Indignés parisiens, groupés en un atelier de cogitation depuis la fin octobre, nous avons conçu le plan de campagne d'une série d'actions directes qu’on pourrait appeler BONNES RÉVOLUTIONS 2013 (ce serait une campagne à trois structures simultanées, indépendantes et solidaires à la fois, campagne fondée sur le refus d'obéir à un système inique en engageant une économie du don – c-à-d : l’éradication des précarités par une justice solidaire).
Exposé de l'idée appelée "BONNES RÉVOLUTIONS 2013".
Nous imaginerions trois structures complémentaires les unes avec les autres. Trois structures autonomes entre elles, mais solidaires au cas par cas.
- 1. Une première structure est une structure de mobilisation générale, mais pacifique, sans armes (c’est une action de désobéissance civile de masse : engagement à refuser de payer, selon les sensibilités de chacun, tout ou partie de ce qui est scandaleux de payer : eau, électricité, transport, TVA, impôts, CSG, loyers…), C'est une structure d'actions de principe, prémices de possibles articles constitutionnels, une fois créée la nouvelle république... Cette première structure de type pétitionnaire, est non contractuel : chacun peut revenir sur sa parole selon l’évolution de son avis. On appelle cette 1ère structure : STOP PAYING !... C'est la première étape de notre campagne, lancée le 31 décembre 2012.
- 2. La deuxième structure est une structure de construction locale, c'est un regroupement d'organismes ancrés dans la solidarité aux niveaux de nos quartiers, de nos cités, de nos entreprises... (groupements d'achats, droit au logement, associations de chômeurs et précaires, intermittents du spectacle, régies de quartiers, SEL, AMAP, souveraineté alimentaire, permaculture, cafés-repaires, etc., liste non exhaustive). Nous appelons ce genre de concentrations au niveau des villes : des "SoLiCi" (solidarités d'initiatives citoyennes)... sigle qui fait à la fois référence à la Puerta del Sol, à Madrid où a été lancé le mouvement 15M, le 15 mai 2011, et à la fois au caractère ancré dans les lieu ("ici")... – la solidarité ici.

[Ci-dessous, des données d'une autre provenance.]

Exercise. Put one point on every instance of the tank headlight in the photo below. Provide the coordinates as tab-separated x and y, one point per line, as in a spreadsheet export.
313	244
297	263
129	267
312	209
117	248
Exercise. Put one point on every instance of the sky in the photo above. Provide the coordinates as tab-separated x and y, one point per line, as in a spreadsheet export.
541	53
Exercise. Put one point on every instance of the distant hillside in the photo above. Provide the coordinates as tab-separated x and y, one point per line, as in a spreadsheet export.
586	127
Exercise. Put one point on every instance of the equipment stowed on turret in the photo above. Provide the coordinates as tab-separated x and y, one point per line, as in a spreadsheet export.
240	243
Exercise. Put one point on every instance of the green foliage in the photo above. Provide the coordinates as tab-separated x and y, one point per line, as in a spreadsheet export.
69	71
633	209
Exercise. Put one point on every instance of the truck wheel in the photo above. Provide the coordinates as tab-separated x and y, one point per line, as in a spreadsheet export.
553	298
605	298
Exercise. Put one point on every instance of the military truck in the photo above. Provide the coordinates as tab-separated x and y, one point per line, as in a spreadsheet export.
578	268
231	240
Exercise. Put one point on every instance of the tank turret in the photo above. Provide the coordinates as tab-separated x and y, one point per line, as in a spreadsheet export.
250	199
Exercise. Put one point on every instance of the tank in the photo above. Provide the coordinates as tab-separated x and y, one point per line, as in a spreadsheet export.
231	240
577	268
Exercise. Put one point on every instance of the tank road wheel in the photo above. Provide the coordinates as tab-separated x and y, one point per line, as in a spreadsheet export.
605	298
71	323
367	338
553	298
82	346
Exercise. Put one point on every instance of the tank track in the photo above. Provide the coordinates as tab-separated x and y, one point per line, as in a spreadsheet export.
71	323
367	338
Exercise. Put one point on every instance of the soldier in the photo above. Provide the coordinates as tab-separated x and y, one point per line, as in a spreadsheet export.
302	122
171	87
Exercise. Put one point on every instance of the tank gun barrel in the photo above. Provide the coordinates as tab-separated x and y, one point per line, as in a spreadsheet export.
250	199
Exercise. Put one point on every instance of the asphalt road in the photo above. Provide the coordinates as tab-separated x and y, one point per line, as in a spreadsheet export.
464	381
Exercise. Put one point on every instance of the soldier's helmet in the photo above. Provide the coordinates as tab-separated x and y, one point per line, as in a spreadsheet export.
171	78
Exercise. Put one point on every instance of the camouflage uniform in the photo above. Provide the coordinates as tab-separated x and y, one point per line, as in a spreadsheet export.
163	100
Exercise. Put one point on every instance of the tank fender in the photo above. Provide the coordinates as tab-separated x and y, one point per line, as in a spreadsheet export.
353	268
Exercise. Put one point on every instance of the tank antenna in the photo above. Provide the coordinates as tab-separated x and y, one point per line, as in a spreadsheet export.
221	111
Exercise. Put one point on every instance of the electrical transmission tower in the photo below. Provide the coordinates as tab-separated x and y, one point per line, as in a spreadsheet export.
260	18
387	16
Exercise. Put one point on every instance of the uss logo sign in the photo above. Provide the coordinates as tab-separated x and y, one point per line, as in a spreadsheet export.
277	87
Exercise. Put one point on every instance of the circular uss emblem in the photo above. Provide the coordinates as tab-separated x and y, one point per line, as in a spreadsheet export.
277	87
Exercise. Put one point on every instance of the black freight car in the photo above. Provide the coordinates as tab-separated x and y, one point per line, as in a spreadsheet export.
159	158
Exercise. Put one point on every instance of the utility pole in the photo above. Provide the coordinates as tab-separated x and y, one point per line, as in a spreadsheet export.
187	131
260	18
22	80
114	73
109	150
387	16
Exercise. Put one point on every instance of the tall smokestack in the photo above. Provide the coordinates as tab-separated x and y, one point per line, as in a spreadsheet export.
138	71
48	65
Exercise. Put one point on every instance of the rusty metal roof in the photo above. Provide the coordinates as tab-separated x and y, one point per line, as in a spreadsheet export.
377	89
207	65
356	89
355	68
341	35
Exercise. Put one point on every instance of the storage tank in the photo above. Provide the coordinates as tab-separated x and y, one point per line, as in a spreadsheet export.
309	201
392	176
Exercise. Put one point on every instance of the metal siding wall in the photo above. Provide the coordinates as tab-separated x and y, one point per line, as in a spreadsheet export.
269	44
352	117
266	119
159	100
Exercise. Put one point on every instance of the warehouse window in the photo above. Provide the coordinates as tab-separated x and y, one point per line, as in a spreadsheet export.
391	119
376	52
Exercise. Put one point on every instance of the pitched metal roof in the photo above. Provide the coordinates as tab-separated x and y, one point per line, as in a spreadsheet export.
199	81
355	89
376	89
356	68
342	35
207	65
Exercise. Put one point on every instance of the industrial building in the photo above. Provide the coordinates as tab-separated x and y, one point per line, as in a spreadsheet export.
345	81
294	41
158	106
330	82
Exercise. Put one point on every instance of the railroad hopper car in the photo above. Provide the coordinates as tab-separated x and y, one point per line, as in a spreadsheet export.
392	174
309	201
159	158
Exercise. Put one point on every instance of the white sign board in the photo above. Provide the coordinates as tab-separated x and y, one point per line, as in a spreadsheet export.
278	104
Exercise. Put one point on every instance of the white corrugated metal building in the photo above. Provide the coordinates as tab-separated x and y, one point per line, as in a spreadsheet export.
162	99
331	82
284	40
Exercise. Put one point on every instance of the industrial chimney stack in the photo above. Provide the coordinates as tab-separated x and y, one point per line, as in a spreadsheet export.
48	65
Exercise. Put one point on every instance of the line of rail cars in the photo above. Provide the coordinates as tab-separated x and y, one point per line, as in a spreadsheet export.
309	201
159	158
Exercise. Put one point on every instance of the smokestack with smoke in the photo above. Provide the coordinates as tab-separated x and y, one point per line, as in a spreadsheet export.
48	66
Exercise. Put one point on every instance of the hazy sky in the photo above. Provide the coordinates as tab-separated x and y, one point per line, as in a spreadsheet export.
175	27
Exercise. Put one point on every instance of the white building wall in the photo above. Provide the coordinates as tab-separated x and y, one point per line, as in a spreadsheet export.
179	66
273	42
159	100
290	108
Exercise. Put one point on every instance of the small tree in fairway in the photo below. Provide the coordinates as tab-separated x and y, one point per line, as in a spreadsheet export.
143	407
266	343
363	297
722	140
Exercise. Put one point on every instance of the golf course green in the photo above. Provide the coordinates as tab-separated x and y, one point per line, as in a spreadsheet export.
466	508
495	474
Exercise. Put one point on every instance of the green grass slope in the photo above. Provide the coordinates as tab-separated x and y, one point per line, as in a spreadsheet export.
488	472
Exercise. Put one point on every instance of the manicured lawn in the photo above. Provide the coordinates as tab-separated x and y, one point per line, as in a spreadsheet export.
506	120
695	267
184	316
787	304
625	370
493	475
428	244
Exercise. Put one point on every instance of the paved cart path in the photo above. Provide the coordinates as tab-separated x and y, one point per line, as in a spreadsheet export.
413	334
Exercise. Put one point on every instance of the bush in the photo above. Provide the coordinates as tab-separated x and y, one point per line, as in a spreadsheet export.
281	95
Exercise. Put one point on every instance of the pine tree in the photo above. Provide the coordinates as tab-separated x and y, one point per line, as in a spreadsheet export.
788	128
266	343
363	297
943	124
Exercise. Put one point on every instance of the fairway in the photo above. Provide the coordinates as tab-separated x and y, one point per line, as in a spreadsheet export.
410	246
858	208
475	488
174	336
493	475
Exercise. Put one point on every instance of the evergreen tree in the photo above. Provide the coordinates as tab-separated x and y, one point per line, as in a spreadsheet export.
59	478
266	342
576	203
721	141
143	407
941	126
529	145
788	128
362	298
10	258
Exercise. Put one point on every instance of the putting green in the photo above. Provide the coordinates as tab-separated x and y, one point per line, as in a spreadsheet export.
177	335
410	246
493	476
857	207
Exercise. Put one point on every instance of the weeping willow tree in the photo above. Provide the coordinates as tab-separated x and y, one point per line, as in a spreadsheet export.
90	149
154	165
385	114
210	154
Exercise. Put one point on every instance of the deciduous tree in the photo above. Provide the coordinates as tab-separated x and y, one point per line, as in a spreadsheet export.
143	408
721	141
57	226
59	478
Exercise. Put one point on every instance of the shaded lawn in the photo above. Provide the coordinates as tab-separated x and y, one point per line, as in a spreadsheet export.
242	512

- 3. Et la troisième structure est la mutualisation de ces SoLiCi (MuSiC), comme nous sommes en région parisienne, nous lançons MuSiC depuis Paris. Une fois inscrite en préfecture comme une association à but non lucratif et d'intérêt public – susceptible de recevoir des dons et des dotations – MuSiC fonctionnera en caisse coopérative d'utilisateurs et d'usagers, c'est un pari sur la révolution (si la situation est vraiment révolutionnaire, alors 1 € de chacun de nous rejoindra cette caisse et en permettra le fonctionnement. Sinon, ce sera le flop). L'idée est simple : pour changer la société, chaque adhérent volontaire donne 1€, un seul euro (fixe, pour l'année) au titre de son adhésion, et à partir de là, il y aura deux cas de figure : – ou bien peu adhèreront, et alors, pas la peine d'imaginer autre chose que d'avoir perdu un euro de plus... – ou bien, au contraire, nous serons très très très nombreux, et alors, si seulement 1% des personnes qui se disent révoltées donnent, alors, il y aura en caisse plusieurs dizaines de milliers d'euros... La caisse fonctionnera au service des causes révolutionnaires : payer des avocats, des tracts, des salles de réunions, des masques à gaz pour les manifestations, des soutiens aux SoLiCi et aux STOP PAYING persécutés par les contrôleurs, percepteurs, flics et vigiles...). Au-delà de 100 000 € d'adhésions, nous pouvons même envisager des fonds d'investissement (louer des locaux, acheter du matériel lourd, des véhicules, financer des concentrations...).
Bref :
- STOP PAYING est un outil offensif, pour affaiblir les pouvoirs en place.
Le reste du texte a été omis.